Una madrugada llega la noticia de la muerte en batalla de Thumberland, y dos días más tarde entra en el castillo el propio Thumberland en forma de cadáver congelado, con los labios amoratados y una escarcha de sangre orlándole la frente. Señor de la guerra hasta el final, sus soldados le traen a hombros, tumbado sobre su propio escudo como los antiguos lacedemonios. Gaon celebra las honras fúnebres debidas, decreta un largo duelo, ordena a sus súbditos que hagan penitencia en su nombre. Él es ahora el duque de Aubrey y, consciente de sus deberes dinásticos, se casa con una joven dama aterrada y clorótica y le hace dos hijos, sólo para perpetuar el apellido. Después no vuelve a verla. La esposa y los pequeños viven en la torre de Gwenell, debajo del apestoso encierro en donde la Duquesa se pudre año tras año. Para asombro de todos, aún no ha muerto: golpea las paredes por las noches.
El eco de las hazañas de Edmundo hiere los oídos de Gaon. El bastardo se ha convertido en un ser legendario, en el Caballero de la Rosa, un famoso guerrero que vive del alquiler de su espada, pero que sólo consiente en luchar por causas justas. Lleva pintada en la coraza una rosa amarilla que casi se confunde con una zarza, por las muchas espinas que erizan el tallo; y el penacho de su yelmo es tan rojo y rizado como la cabellera de una mujer.
El nuevo Duque está desesperado: no soporta el prestigio de su hermanastro y sobre todo no soporta la torturante certidumbre de deberle la vida. Carente de paz y de1 reposo, Gaon se lanza a una orgía militar, y combate contra los bárbaros del norte, contra los vikingos, contra los proscritos.

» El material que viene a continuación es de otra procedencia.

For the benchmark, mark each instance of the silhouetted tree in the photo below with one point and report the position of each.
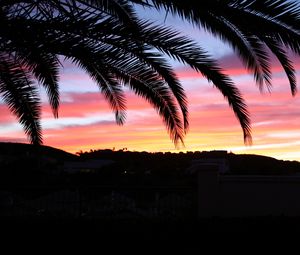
(116, 49)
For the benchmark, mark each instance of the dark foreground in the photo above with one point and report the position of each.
(124, 229)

Ya es un señor de la guerra como su padre, pero le aventaja en crueldad. Un día se enfada con un paje que le ha servido la comida fría y ha contestado a sus reproches con ligera insolencia. Temblando de cólera, Gaon se pone en pie, agarra al muchacho por el cuello con una sola mano y lo arrastra hasta una enorme chimenea. Allí lo mete entre las llamas y aguanta con el brazo extendido hasta que el adolescente se achicharra. Desde ese momento, el segundo duque de Aubrey es conocido como Puño de Hierro: porque soportó el dolor, y porque a partir de aquel incidente siempre lleva puesto un guantelete metálico sobre su mano inútil y abrasada. Poco a poco, los nombres infantiles de Edmundo y Gaon se van borrando de la memoria, lo mismo que el recuerdo remoto y feliz del paraíso.

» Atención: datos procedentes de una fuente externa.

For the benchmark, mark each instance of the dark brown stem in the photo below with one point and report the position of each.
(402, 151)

Pero lo que no puede olvidar Puño de Hierro es que no es el dueño de su propia vida. Ese pensamiento le tortura, le envenena la sangre y le enloquece. Se arroja Puño de Hierro una y otra vez sobre sus enemigos como un lobo, buscando la muerte en el campo de batalla para no tener que pagarle la deuda al hermanastro; pero, por más que se compromete y que se arriesga, no consigue que le atrape la desdentada. Va dejando tras de sí un reguero de chatarra y de cadáveres, pero él sólo recibe pequeñas heridas.